Automated estimation of item difficulty for multiple-choice tests: An application of word embedding techniques

https://doi.org/10.1016/j.ipm.2018.06.007Get rights and content

Abstract

Pretesting is the most commonly used method for estimating test item difficulty because it provides highly accurate results that can be applied to assessment development activities. However, pretesting is inefficient, and it can lead to item exposure. Hence, an increasing number of studies have invested considerable effort in researching the automated estimation of item difficulty. Language proficiency tests constitute the majority of researched test topics, while comparatively less research has focused on content subjects. This paper introduces a novel method for the automated estimation of item difficulty for social studies tests. In this study, we explore the difficulty of multiple-choice items, which consist of the following item elements: a question and alternative options. We use learning materials to construct a semantic space using word embedding techniques and project an item's texts into the semantic space to obtain corresponding vectors. Semantic features are obtained by calculating the cosine similarity between the vectors of item elements. Subsequently, these semantic features are sent to a classifier for training and testing. Based on the output of the classifier, an estimation model is created and item difficulty is estimated. Our findings suggest that the semantic similarity between a stem and the options has the strongest impact on item difficulty. Furthermore, the results indicate that the proposed estimation method outperforms pretesting, and therefore, we expect that the proposed approach will complement and partially replace pretesting in future.

Introduction

This section is divided into two subsections. The first subsection introduces the background of the study. The second subsection describes the purpose and research questions of this study.

The widespread use of the Internet and the rapid development of information technology have exerted a strong influence on assessment development. Recent advancements in educational assessment and evaluation techniques reflect a trend in movement away from conventional paper-based testing towards computer-based testing (CBT). Advances in psychometrics and the development of the item response theory (IRT) (DeMars, 2010) have directed CBT's evolution into computer adaptive testing (CAT). CAT is advantageous in that it provides more efficient estimates of ability using fewer items compared to conventional testing. To ensure that CAT achieves its assessment targets, item analysis is indispensable for determining item quality, which is used to identify items that require modification or deletion before banking. Item difficulty is an index of primary importance in item analysis. Based on the preceding statement, we infer that accurately estimating item difficulty is of considerable importance in testing, as obtaining individual item difficulty values allows for the estimation of the difficulty of an entire test and the abilities of student test takers.

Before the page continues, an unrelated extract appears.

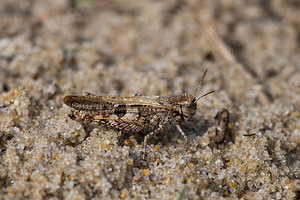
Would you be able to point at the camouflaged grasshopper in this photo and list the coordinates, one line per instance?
(134, 114)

Item types are closely related to item difficulty, even though the implementation of item difficulty estimation varies across different item types. In this study, we explore the difficulty of multiple-choice items (MCIs), which consist of the following item elements: a question (stem) and typically three to five alternatives (or options), from which students must select. The alternatives include a correct option (answer) and a few some plausible but incorrect options known as distractors. A practical example of item elements is shown in Fig. 1. This type of item requires students to integrate stem information with their background knowledge to select the correct option. Reliable tests using MCIs are straightforward to implement, prevent the requirement for manual intervention in scoring, and are well suited for learning diagnosis and achievement evaluation. Thus, MCI-based tests are widely used in education, professional certification, and licensure. These attributes and applications have led MCI tests to be considered one of the most effective and successful forms of educational assessment (Gierl, Bulut, Guo, & Zhang, 2017).

Before drafting a test, large-scale testing organizations typically set parameters including item format, content range, and item difficulty configuration, according to test objectives. Then, they employ algorithms such as linear programming or genetic algorithms, to select the best combination of test items from an item bank that meets the criteria established by the parameters. Item difficulty is presented as categorical information, and it is generally classified into the following five levels: very easy, easy, moderate, difficult, and very difficult. At present, the primary methods for estimating item difficulty are pretesting and subjective expert judgment (Attali, Saldivia, Jackson, Schuppan, & Wanamaker, 2014). The subjective expert judgment of item difficulty does not require students. Instead, this approach obtains estimates based on experts’ experience and the intuitive judgments of item difficulty. It is difficult to evaluate result stability owing to the subjectivity of expert judgment. Alternately, item difficulty can be assessed empirically by pretesting items prior to employing them in an examination. Pretesting informs the item selection process based on item difficulty, which is obtained from the analysis of the collected item responses of representative subjects that are randomly sampled from the exam population. Even though this process can achieve highly accurate estimates of item difficulty, it is relatively labor intensive and time consuming and must consider item exposure, particularly in the development of high-stakes tests (Loukina, Yoon, Sakano, Wei, & Sheehan, 2016). Thus, there is significant value in developing an automated procedure that could evaluate item difficulty and ensure sufficient psychometric quality of test items.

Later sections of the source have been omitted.